Ao acessar o site da Companhia para copiar a sinopse do livro, vi que refletia a maioria das notas que tomei ao longo da leitura, o que as tornava praticamente inúteis ou absolutamente dentro do objetivo da editora e do autor. Mesmo com o cenário de guerra, a leitura é mais indicada a quem prefere uma leitura intimista. “Nova Gramática Finlandesa” convida o leitor a procurar a própria identidade e refletir sobre quais elementos formam uma personalidade.
Na nota biográfica consta que Diego Marani criou uma nova língua: o Europanto; misturando diversas línguas europeias, nesse idioma não há regras gramaticais. Pior: ele escreve uma coluna semanal de variedades em um jornal suíço… em europanto. Esperar que “Nova Gramática Finlandesa” seja uma leitura fácil é um insulto ao autor, mas por ser sucinto não há dificuldade em chegar na última página. A leitura é recompensadora e emocionante, mesmo que irregular em alguns pontos.

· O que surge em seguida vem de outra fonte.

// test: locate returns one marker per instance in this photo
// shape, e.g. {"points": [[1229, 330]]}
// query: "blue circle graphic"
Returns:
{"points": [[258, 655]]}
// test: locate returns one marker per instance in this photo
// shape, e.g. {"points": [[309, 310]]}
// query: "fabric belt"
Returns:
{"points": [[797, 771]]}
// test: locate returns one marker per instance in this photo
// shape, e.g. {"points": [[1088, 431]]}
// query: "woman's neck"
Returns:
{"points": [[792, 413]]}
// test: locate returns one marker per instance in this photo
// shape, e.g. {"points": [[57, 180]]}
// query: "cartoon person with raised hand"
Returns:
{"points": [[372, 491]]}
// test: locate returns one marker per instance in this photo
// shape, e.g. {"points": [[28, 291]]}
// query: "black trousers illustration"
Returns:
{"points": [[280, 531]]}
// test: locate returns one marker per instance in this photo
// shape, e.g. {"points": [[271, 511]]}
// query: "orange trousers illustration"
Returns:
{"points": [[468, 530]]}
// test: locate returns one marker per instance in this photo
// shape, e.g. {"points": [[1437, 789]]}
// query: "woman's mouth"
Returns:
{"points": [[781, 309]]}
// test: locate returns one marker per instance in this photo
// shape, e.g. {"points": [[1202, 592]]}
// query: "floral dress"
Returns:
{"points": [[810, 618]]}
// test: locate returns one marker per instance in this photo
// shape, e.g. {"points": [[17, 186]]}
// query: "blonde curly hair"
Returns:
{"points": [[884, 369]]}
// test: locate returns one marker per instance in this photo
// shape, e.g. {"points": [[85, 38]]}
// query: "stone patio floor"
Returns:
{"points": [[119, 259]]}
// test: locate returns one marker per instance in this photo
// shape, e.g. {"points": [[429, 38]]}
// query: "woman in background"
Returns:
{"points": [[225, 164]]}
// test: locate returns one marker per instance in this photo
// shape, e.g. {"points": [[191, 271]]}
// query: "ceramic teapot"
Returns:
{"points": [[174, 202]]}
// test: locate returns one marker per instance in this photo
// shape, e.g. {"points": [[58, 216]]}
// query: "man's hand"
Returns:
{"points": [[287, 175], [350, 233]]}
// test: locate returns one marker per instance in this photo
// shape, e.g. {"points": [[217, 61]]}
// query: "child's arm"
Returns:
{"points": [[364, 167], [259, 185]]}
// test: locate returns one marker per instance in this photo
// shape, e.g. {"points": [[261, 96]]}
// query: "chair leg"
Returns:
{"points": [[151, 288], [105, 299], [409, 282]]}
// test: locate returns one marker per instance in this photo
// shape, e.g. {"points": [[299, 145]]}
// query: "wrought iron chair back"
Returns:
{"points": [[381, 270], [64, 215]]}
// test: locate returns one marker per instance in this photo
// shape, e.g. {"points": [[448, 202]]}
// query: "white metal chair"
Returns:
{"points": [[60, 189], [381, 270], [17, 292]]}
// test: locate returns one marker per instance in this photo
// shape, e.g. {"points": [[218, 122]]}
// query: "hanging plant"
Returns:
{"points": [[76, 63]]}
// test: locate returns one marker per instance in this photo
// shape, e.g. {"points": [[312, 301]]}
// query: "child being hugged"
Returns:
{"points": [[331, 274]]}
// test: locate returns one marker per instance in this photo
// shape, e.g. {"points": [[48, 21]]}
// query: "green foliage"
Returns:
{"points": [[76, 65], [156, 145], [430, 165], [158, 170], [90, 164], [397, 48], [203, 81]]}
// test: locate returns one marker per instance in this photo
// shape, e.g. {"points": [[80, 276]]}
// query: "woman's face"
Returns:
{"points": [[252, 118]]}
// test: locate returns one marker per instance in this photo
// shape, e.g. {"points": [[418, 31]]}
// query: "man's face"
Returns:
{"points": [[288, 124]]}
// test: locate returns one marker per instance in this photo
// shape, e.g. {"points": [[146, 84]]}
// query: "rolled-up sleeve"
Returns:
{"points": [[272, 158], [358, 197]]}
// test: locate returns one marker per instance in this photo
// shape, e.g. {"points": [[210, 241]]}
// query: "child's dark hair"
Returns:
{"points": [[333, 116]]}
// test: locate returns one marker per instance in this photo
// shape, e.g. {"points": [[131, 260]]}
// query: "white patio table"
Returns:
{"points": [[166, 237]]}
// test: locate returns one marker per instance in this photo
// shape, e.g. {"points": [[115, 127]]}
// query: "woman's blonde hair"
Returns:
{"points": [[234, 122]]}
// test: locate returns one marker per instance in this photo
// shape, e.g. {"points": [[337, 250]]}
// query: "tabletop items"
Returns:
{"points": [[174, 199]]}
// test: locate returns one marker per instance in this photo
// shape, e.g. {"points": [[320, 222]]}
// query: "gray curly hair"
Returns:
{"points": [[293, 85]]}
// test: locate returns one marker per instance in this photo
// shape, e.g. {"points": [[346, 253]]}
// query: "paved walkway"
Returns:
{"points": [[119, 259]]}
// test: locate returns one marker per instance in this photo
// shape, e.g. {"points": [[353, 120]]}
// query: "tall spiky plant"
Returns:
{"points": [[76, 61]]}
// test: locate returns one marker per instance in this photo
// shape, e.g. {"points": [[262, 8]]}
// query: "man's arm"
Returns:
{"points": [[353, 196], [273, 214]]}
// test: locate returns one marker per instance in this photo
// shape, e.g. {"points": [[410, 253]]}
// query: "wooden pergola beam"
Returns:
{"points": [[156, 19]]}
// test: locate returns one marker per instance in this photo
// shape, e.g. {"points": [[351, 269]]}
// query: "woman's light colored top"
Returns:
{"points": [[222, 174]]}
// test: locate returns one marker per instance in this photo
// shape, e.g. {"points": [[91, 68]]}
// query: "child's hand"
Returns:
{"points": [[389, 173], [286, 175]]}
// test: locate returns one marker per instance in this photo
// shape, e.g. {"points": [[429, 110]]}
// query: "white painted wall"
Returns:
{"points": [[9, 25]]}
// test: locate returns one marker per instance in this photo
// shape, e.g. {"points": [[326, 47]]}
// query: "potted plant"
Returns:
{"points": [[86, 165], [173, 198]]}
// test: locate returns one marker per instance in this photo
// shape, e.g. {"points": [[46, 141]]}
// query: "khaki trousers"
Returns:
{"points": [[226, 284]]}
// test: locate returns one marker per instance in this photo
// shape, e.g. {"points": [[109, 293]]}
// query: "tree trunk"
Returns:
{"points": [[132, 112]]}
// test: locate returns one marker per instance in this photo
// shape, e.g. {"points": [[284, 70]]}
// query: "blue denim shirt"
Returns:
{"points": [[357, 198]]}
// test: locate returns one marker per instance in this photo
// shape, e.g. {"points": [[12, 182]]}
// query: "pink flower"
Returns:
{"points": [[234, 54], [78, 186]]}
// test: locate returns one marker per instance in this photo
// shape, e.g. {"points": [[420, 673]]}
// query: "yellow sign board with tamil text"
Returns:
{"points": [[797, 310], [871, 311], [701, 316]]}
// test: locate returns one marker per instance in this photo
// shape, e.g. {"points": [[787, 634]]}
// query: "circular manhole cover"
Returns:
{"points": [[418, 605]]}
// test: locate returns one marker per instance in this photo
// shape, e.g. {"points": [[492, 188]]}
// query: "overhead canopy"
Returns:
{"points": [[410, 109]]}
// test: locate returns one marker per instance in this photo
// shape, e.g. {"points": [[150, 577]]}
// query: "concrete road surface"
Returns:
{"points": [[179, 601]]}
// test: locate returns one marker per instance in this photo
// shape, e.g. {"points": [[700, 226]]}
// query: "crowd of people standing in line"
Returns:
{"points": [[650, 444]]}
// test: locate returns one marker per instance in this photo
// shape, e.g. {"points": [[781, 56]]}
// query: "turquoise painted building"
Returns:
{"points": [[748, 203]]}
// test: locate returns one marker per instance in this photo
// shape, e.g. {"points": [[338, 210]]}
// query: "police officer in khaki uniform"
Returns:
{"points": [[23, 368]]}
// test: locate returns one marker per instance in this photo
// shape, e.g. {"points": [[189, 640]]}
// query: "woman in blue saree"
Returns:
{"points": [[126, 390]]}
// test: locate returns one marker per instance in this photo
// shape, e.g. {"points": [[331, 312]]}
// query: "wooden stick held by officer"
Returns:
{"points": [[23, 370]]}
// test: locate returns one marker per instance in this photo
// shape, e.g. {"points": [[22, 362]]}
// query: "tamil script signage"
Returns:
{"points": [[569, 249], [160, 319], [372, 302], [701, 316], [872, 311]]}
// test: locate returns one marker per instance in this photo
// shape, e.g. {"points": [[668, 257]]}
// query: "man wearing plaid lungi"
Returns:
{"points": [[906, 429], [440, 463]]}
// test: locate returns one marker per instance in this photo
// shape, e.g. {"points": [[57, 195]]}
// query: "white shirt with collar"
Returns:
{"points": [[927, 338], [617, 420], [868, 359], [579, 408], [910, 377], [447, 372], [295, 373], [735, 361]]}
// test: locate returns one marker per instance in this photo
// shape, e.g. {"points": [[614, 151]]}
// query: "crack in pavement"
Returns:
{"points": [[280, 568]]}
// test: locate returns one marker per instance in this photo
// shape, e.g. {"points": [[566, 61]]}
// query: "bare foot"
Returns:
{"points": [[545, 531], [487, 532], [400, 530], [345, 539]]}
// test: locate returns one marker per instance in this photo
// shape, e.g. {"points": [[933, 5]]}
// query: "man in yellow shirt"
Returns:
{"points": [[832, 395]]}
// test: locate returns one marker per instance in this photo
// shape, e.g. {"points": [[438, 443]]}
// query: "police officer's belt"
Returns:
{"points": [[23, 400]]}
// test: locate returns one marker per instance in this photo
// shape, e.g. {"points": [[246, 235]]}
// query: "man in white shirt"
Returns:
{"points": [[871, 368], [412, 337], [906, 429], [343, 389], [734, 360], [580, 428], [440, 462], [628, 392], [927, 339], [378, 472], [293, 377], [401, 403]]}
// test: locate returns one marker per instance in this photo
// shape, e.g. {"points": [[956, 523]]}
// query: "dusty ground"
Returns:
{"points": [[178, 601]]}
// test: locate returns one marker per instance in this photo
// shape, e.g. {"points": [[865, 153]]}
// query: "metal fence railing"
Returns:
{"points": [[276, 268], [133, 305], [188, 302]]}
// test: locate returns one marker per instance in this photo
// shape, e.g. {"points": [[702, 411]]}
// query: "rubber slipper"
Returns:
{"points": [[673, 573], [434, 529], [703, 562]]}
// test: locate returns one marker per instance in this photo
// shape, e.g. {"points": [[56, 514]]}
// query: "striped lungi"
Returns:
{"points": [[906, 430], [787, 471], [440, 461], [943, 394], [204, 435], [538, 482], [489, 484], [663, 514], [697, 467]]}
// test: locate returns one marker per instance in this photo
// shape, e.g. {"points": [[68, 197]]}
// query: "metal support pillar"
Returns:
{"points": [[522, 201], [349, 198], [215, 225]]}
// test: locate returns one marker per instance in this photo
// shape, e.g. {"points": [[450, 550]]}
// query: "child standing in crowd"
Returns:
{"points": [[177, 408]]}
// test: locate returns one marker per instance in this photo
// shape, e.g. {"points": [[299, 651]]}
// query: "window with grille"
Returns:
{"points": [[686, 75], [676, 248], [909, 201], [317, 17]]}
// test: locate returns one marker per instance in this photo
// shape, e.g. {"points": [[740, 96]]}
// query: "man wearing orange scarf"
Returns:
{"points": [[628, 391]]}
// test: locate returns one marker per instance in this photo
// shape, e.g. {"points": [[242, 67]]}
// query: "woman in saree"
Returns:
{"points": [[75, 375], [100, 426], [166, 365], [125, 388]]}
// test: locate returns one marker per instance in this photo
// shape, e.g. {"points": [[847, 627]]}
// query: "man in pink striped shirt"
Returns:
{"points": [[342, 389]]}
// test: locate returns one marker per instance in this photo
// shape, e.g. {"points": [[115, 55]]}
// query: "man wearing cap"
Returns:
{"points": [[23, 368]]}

A edição da Companhia das Letras tem capa levemente emborrachada (que alguns odeiam, eu adoro), páginas amareladas de excelente qualidade e revisão primorosa do texto. As muitas palavras estrangeiras, em finlandês principalmente, foram mantidas no original e em itálico, um ponto a favor – não suporto quando os tradutores forçam os equivalentes nacionais em obras estrangeiras.
Sucesso de vendas na Europa, o livro tem qualidades de sobra para merecer atenção e um espaço na estante.